# Elo Merchant Category Recommendation - XGBoost
End date: _2019. february 19._<br/>

This tutorial is the first part of the [Elo Mechant Category Recommendation](https://www.kaggle.com/c/elo-merchant-category-recommendation) contest organized by Elo, one of the largest payment brands in Brazil. It has built partnerships with merchants in order to offer promotions or discounts to cardholders. The objective of the competition is to identify and serve the most relevant opportunities to individuals, by uncovering signals in customer loyalty. The input files are available from the [download](https://www.kaggle.com/c/elo-merchant-category-recommendation/data) section of the contest:

- **train.csv**,  **test.csv**: list of `card_ids` that can be used for training and testing
- **historical_transactions.csv**: contains up to 3 months' worth of transactions for every card at any of the provided `merchant_ids`
- **new_merchant_transactions.csv**: contains the transactions at new merchants (`merchant_ids` that this particular `card_id` 
has not yet visited) over a period of two months
- **merchants.csv**: contains aggregate information for each `merchant_id` represented in the data set

In [1]:
import os
import gc
import math
import scipy
import warnings
import datetime
import calendar
import numpy as np
import pandas as pd
import seaborn as sns
import lightgbm as lgb
from scipy import stats
from scipy.stats import norm
import matplotlib.pyplot as plt
from matplotlib.mlab import normpdf
from sklearn.model_selection import KFold
from sklearn.metrics import mean_squared_error
from statsmodels.graphics.gofplots import qqplot

warnings.filterwarnings("ignore")

In [2]:
def reduce_mem_usage(df, verbose=True):
    numerics = ['int16', 'int32', 'int64', 'float16', 'float32', 'float64']
    start_mem = df.memory_usage().sum() / 1024**2
    if verbose: print('Starting memory usage: {:5.2f} MB'.format(start_mem))
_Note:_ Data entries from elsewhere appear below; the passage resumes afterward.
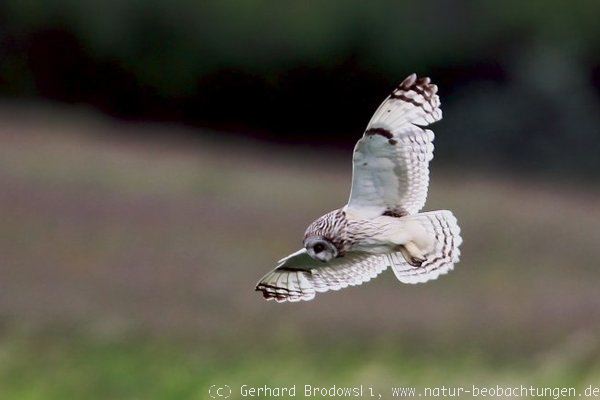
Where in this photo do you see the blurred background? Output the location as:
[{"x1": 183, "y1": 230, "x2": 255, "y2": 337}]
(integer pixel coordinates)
[{"x1": 0, "y1": 0, "x2": 600, "y2": 400}]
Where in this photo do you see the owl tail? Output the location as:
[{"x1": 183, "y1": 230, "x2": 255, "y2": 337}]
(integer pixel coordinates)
[{"x1": 388, "y1": 210, "x2": 462, "y2": 283}]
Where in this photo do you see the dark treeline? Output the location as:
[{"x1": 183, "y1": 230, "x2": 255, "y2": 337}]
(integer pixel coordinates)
[{"x1": 0, "y1": 0, "x2": 600, "y2": 173}]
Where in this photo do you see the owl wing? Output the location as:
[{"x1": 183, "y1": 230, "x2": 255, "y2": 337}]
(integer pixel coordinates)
[
  {"x1": 347, "y1": 74, "x2": 442, "y2": 218},
  {"x1": 256, "y1": 249, "x2": 389, "y2": 302}
]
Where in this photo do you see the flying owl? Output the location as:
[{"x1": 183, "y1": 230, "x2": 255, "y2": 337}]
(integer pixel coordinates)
[{"x1": 256, "y1": 74, "x2": 462, "y2": 302}]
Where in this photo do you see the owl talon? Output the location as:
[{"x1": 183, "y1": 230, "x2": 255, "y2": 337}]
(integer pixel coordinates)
[{"x1": 400, "y1": 242, "x2": 427, "y2": 268}]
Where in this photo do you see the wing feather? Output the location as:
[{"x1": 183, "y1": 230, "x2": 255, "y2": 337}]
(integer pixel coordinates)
[
  {"x1": 347, "y1": 74, "x2": 442, "y2": 218},
  {"x1": 256, "y1": 249, "x2": 389, "y2": 302}
]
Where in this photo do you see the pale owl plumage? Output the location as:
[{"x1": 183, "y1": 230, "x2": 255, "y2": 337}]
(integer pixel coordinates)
[{"x1": 256, "y1": 74, "x2": 462, "y2": 302}]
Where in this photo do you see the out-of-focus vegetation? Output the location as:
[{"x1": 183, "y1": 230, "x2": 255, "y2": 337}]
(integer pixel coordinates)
[
  {"x1": 0, "y1": 0, "x2": 600, "y2": 400},
  {"x1": 0, "y1": 107, "x2": 600, "y2": 399},
  {"x1": 0, "y1": 0, "x2": 600, "y2": 178}
]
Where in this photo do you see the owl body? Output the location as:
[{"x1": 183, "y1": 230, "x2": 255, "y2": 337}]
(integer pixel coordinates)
[
  {"x1": 304, "y1": 207, "x2": 432, "y2": 256},
  {"x1": 256, "y1": 74, "x2": 462, "y2": 302}
]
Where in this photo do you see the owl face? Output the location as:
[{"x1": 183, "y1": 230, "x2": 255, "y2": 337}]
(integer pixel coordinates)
[{"x1": 304, "y1": 236, "x2": 338, "y2": 262}]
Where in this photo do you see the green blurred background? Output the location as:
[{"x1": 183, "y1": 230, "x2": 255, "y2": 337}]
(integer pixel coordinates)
[{"x1": 0, "y1": 0, "x2": 600, "y2": 400}]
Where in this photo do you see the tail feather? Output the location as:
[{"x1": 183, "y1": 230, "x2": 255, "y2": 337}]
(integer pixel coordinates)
[{"x1": 388, "y1": 210, "x2": 462, "y2": 283}]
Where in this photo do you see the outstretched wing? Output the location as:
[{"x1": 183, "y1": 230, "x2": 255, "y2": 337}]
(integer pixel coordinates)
[
  {"x1": 256, "y1": 249, "x2": 389, "y2": 302},
  {"x1": 348, "y1": 74, "x2": 442, "y2": 217}
]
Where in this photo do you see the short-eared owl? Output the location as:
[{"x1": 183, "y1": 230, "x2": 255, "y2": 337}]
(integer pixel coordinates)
[{"x1": 256, "y1": 74, "x2": 462, "y2": 302}]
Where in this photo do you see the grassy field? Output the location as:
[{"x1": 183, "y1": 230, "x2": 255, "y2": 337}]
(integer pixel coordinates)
[{"x1": 0, "y1": 109, "x2": 600, "y2": 399}]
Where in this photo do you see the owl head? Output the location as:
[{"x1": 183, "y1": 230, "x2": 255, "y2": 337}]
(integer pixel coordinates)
[{"x1": 304, "y1": 236, "x2": 338, "y2": 262}]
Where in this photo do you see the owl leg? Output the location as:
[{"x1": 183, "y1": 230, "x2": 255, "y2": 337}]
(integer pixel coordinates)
[{"x1": 400, "y1": 242, "x2": 427, "y2": 267}]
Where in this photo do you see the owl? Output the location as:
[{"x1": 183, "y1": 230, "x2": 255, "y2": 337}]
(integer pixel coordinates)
[{"x1": 256, "y1": 74, "x2": 462, "y2": 302}]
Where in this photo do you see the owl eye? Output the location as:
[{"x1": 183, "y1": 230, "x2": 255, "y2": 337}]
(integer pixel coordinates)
[{"x1": 313, "y1": 243, "x2": 325, "y2": 254}]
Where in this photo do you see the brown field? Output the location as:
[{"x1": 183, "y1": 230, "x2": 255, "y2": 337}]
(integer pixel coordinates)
[{"x1": 0, "y1": 108, "x2": 600, "y2": 398}]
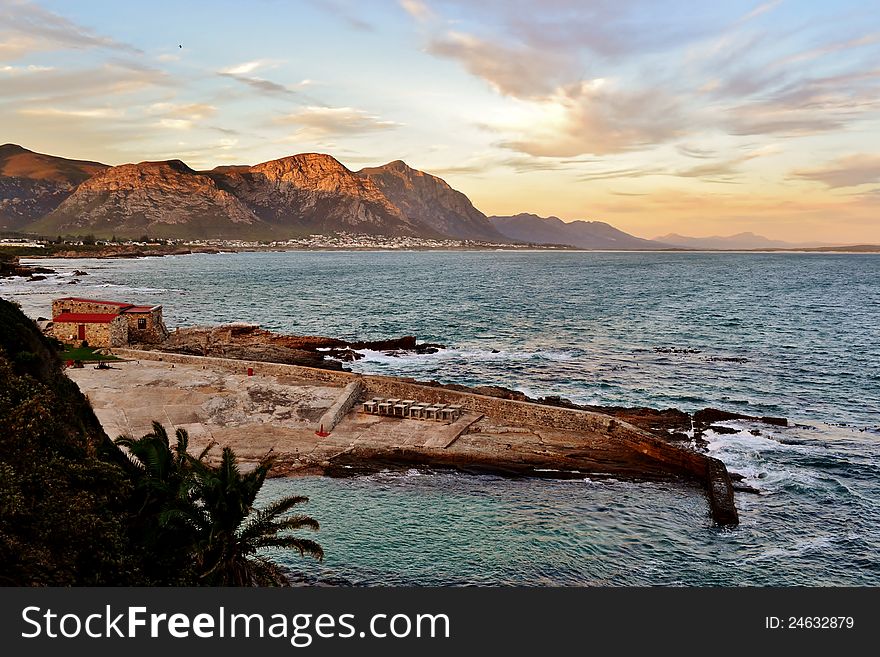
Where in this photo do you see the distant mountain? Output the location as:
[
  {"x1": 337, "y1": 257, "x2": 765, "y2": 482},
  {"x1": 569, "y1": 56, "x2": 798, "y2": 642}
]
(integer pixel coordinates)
[
  {"x1": 656, "y1": 233, "x2": 821, "y2": 250},
  {"x1": 357, "y1": 160, "x2": 507, "y2": 242},
  {"x1": 0, "y1": 144, "x2": 107, "y2": 231},
  {"x1": 10, "y1": 145, "x2": 520, "y2": 242},
  {"x1": 206, "y1": 153, "x2": 423, "y2": 235},
  {"x1": 28, "y1": 160, "x2": 272, "y2": 238},
  {"x1": 489, "y1": 214, "x2": 670, "y2": 251}
]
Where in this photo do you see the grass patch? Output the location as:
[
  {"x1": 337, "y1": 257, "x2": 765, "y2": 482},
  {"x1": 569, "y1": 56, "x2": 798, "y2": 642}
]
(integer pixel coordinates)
[{"x1": 59, "y1": 345, "x2": 120, "y2": 363}]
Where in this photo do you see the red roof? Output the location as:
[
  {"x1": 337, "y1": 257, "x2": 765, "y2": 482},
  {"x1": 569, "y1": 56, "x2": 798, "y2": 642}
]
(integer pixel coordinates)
[
  {"x1": 52, "y1": 313, "x2": 119, "y2": 324},
  {"x1": 56, "y1": 297, "x2": 131, "y2": 308}
]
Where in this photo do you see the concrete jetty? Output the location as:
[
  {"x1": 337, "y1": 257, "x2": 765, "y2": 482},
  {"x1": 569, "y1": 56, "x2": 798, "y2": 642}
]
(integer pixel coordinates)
[{"x1": 68, "y1": 349, "x2": 738, "y2": 525}]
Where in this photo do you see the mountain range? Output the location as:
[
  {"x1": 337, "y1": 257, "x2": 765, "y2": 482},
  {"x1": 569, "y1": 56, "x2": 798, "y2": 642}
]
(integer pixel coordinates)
[
  {"x1": 0, "y1": 144, "x2": 840, "y2": 250},
  {"x1": 489, "y1": 213, "x2": 674, "y2": 251},
  {"x1": 655, "y1": 233, "x2": 822, "y2": 251},
  {"x1": 0, "y1": 144, "x2": 510, "y2": 242}
]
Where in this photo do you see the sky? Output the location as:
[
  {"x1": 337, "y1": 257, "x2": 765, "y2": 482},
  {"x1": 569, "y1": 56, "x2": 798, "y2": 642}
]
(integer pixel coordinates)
[{"x1": 0, "y1": 0, "x2": 880, "y2": 243}]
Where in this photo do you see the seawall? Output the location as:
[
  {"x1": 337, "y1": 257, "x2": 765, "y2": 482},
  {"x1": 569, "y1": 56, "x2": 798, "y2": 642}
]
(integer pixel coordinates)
[{"x1": 113, "y1": 348, "x2": 739, "y2": 525}]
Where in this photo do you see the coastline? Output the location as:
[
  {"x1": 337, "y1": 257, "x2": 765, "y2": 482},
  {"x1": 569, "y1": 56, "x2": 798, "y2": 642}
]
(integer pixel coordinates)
[{"x1": 69, "y1": 349, "x2": 738, "y2": 525}]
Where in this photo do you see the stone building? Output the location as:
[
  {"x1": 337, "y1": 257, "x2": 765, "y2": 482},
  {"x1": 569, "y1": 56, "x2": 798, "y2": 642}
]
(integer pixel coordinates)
[{"x1": 52, "y1": 297, "x2": 168, "y2": 347}]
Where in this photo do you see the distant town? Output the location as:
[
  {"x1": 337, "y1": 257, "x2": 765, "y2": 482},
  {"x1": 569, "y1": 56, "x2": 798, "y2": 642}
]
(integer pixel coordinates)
[{"x1": 0, "y1": 232, "x2": 574, "y2": 252}]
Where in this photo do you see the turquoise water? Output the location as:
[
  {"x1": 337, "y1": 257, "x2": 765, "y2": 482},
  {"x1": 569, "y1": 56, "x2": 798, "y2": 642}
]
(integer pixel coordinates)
[{"x1": 0, "y1": 252, "x2": 880, "y2": 585}]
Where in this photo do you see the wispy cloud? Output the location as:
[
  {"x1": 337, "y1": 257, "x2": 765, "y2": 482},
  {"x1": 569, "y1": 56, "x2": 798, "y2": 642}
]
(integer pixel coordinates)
[
  {"x1": 428, "y1": 32, "x2": 571, "y2": 98},
  {"x1": 399, "y1": 0, "x2": 434, "y2": 22},
  {"x1": 217, "y1": 59, "x2": 296, "y2": 96},
  {"x1": 792, "y1": 153, "x2": 880, "y2": 188},
  {"x1": 19, "y1": 107, "x2": 125, "y2": 119},
  {"x1": 502, "y1": 79, "x2": 690, "y2": 157},
  {"x1": 274, "y1": 107, "x2": 401, "y2": 138},
  {"x1": 0, "y1": 0, "x2": 141, "y2": 60}
]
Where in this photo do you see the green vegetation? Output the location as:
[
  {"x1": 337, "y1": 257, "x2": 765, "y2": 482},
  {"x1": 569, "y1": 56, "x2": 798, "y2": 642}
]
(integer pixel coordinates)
[
  {"x1": 58, "y1": 345, "x2": 119, "y2": 363},
  {"x1": 0, "y1": 299, "x2": 322, "y2": 586},
  {"x1": 116, "y1": 422, "x2": 324, "y2": 586}
]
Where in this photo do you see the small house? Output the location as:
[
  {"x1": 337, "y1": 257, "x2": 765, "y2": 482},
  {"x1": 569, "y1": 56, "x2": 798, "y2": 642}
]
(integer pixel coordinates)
[{"x1": 52, "y1": 297, "x2": 168, "y2": 347}]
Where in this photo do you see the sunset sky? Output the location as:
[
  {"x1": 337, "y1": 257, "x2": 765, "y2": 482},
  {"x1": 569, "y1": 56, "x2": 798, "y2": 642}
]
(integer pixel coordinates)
[{"x1": 0, "y1": 0, "x2": 880, "y2": 243}]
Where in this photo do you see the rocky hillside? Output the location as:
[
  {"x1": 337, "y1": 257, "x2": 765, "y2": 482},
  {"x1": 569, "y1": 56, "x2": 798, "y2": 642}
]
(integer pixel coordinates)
[
  {"x1": 0, "y1": 144, "x2": 107, "y2": 231},
  {"x1": 358, "y1": 160, "x2": 507, "y2": 242},
  {"x1": 207, "y1": 153, "x2": 421, "y2": 235},
  {"x1": 30, "y1": 160, "x2": 272, "y2": 238},
  {"x1": 0, "y1": 299, "x2": 142, "y2": 586},
  {"x1": 489, "y1": 213, "x2": 670, "y2": 251}
]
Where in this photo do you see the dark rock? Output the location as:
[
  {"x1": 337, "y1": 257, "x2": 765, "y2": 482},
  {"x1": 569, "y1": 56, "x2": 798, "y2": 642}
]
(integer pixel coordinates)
[
  {"x1": 708, "y1": 424, "x2": 739, "y2": 434},
  {"x1": 706, "y1": 356, "x2": 749, "y2": 363},
  {"x1": 654, "y1": 347, "x2": 700, "y2": 354}
]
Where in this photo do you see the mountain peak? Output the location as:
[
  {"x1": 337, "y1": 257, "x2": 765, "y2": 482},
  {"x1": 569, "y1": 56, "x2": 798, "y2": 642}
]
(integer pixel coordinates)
[
  {"x1": 356, "y1": 160, "x2": 506, "y2": 242},
  {"x1": 0, "y1": 144, "x2": 33, "y2": 157},
  {"x1": 489, "y1": 213, "x2": 668, "y2": 250}
]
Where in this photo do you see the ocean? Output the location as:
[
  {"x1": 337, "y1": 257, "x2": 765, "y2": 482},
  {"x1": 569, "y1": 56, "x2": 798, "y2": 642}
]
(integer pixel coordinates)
[{"x1": 0, "y1": 251, "x2": 880, "y2": 586}]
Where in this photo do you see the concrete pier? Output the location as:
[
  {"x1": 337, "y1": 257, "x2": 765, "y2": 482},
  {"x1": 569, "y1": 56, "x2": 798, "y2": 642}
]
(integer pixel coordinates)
[{"x1": 84, "y1": 349, "x2": 738, "y2": 525}]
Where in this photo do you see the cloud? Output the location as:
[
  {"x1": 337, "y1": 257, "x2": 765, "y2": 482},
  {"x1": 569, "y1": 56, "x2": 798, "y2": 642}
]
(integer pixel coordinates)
[
  {"x1": 275, "y1": 107, "x2": 401, "y2": 138},
  {"x1": 0, "y1": 64, "x2": 55, "y2": 75},
  {"x1": 147, "y1": 102, "x2": 217, "y2": 121},
  {"x1": 0, "y1": 0, "x2": 141, "y2": 60},
  {"x1": 428, "y1": 32, "x2": 570, "y2": 98},
  {"x1": 738, "y1": 0, "x2": 782, "y2": 23},
  {"x1": 501, "y1": 79, "x2": 690, "y2": 157},
  {"x1": 399, "y1": 0, "x2": 434, "y2": 22},
  {"x1": 312, "y1": 0, "x2": 376, "y2": 32},
  {"x1": 217, "y1": 59, "x2": 296, "y2": 96},
  {"x1": 220, "y1": 59, "x2": 266, "y2": 76},
  {"x1": 2, "y1": 62, "x2": 173, "y2": 106},
  {"x1": 726, "y1": 70, "x2": 880, "y2": 135},
  {"x1": 792, "y1": 153, "x2": 880, "y2": 189},
  {"x1": 436, "y1": 0, "x2": 723, "y2": 59},
  {"x1": 18, "y1": 107, "x2": 125, "y2": 119}
]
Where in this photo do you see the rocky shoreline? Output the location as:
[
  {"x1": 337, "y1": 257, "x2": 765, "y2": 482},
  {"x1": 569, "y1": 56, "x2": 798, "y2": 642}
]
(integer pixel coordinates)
[
  {"x1": 127, "y1": 324, "x2": 788, "y2": 492},
  {"x1": 146, "y1": 324, "x2": 445, "y2": 371}
]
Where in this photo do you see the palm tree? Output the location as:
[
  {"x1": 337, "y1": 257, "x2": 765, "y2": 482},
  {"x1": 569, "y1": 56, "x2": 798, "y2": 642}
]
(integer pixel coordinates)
[
  {"x1": 116, "y1": 422, "x2": 324, "y2": 586},
  {"x1": 192, "y1": 447, "x2": 324, "y2": 586},
  {"x1": 115, "y1": 422, "x2": 213, "y2": 585}
]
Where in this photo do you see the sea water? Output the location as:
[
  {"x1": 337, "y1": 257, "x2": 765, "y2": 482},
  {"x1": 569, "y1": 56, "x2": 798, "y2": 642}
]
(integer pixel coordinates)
[{"x1": 0, "y1": 251, "x2": 880, "y2": 585}]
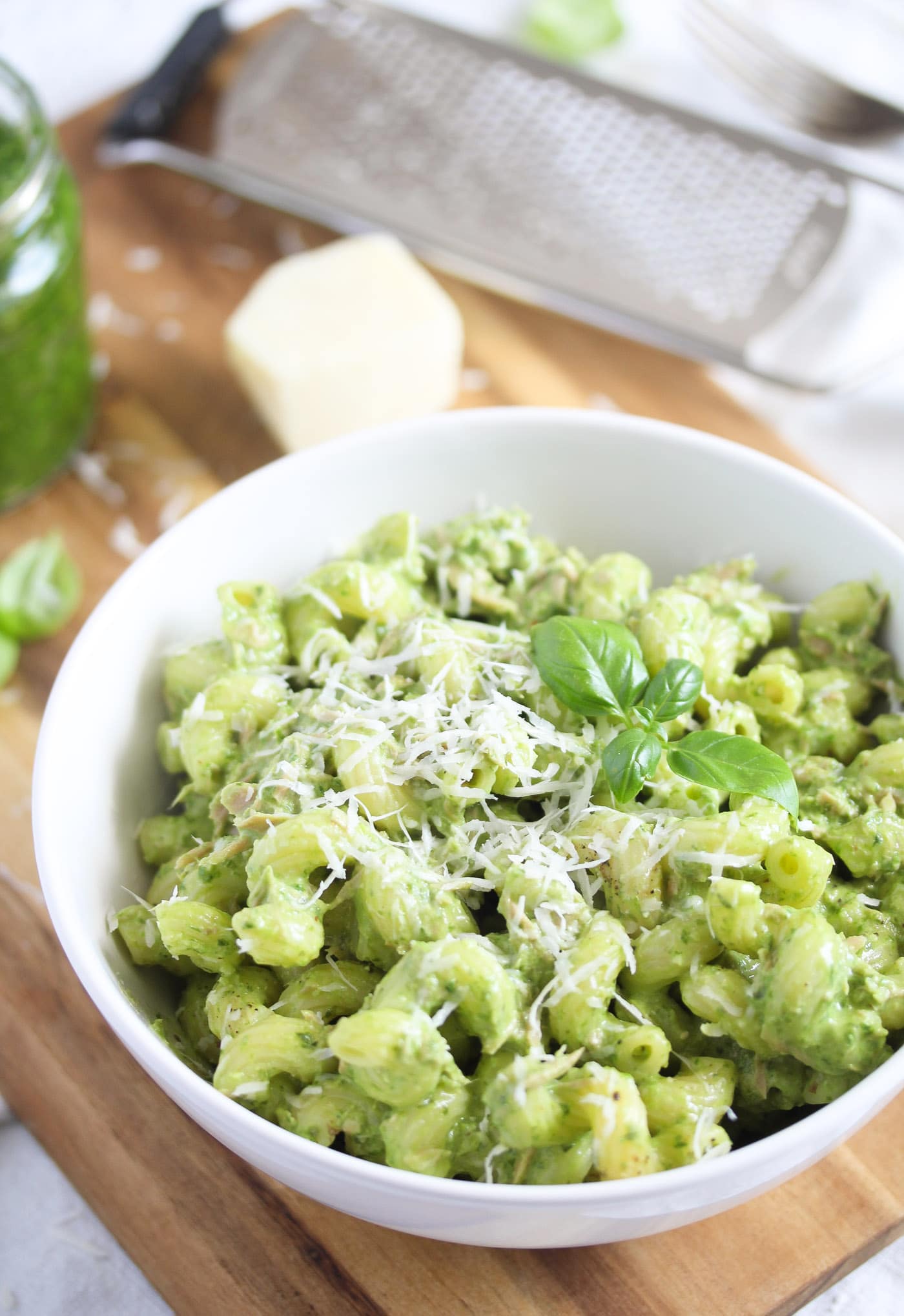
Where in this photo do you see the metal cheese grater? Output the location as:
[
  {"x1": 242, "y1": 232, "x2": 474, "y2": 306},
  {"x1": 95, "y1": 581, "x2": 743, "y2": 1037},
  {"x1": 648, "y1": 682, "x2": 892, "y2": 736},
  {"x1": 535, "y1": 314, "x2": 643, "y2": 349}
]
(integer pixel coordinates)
[{"x1": 101, "y1": 0, "x2": 904, "y2": 385}]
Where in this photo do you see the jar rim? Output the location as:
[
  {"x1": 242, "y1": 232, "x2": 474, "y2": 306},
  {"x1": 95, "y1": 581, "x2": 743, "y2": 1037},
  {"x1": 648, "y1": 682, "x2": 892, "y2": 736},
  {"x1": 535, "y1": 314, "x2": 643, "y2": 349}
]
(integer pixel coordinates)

    for col in df.columns:
        col_type = df[col].dtypes
        if col_type in numerics:
            c_min = df[col].min()
            c_max = df[col].max()
            if str(col_type)[:3] == 'int':
                if c_min >= np.iinfo(np.int8).min and c_max <= np.iinfo(np.int8).max:
                    df[col] = df[col].astype(np.int8)
                elif c_min >= np.iinfo(np.int16).min and c_max <= np.iinfo(np.int16).max:
                    df[col] = df[col].astype(np.int16)
                elif c_min >= np.iinfo(np.int32).min and c_max <= np.iinfo(np.int32).max:
                    df[col] = df[col].astype(np.int32)
                elif c_min >= np.iinfo(np.int64).min and c_max <= np.iinfo(np.int64).max:
                    df[col] = df[col].astype(np.int64)  
            else:
                if c_min >= np.finfo(np.float16).min and c_max <= np.finfo(np.float16).max:
                    df[col] = df[col].astype(np.float16)
                elif c_min >= np.finfo(np.float32).min and c_max <= np.finfo(np.float32).max:
                    df[col] = df[col].astype(np.float32)
                else:
                    df[col] = df[col].astype(np.float64)    
    end_mem = df.memory_usage().sum() / 1024**2
    if verbose: print('Reduced memory usage: {:5.2f} MB ({:.1f}% reduction)'.format(end_mem, 100 * (start_mem - end_mem) / start_mem))
    return df

In [3]:
def displayDataInHTMLTable(columns, rows, df):
    html = '<table>'
    html+= '<thead><tr><th>&nbsp;</th>'
    for col_item in columns:
        html+= '<th>' + str(col_item) + '</th>'
    html+= '</tr></thead><tbody>'

    for x in range(0, len(df)):
        html+= '<tr>'
        html+= '<td><b>' + rows[x] + '</b></td>'

        for y in range(0, len(df[0])):
            html+= '<td>' + df[x][y] + '</td>'
    html+= '</tr>'

    html+= '</tbody></table>'
    display(HTML(html))

## Train and test set

In [4]:
df_train = pd.read_csv("input/train.csv")
df_test = pd.read_csv("input/test.csv")
print("{:,} records and {} features in train set.".format(df_train.shape[0], df_train.shape[1]))
print("{:,} records and {} features in test set.".format(df_test.shape[0], df_test.shape[1]))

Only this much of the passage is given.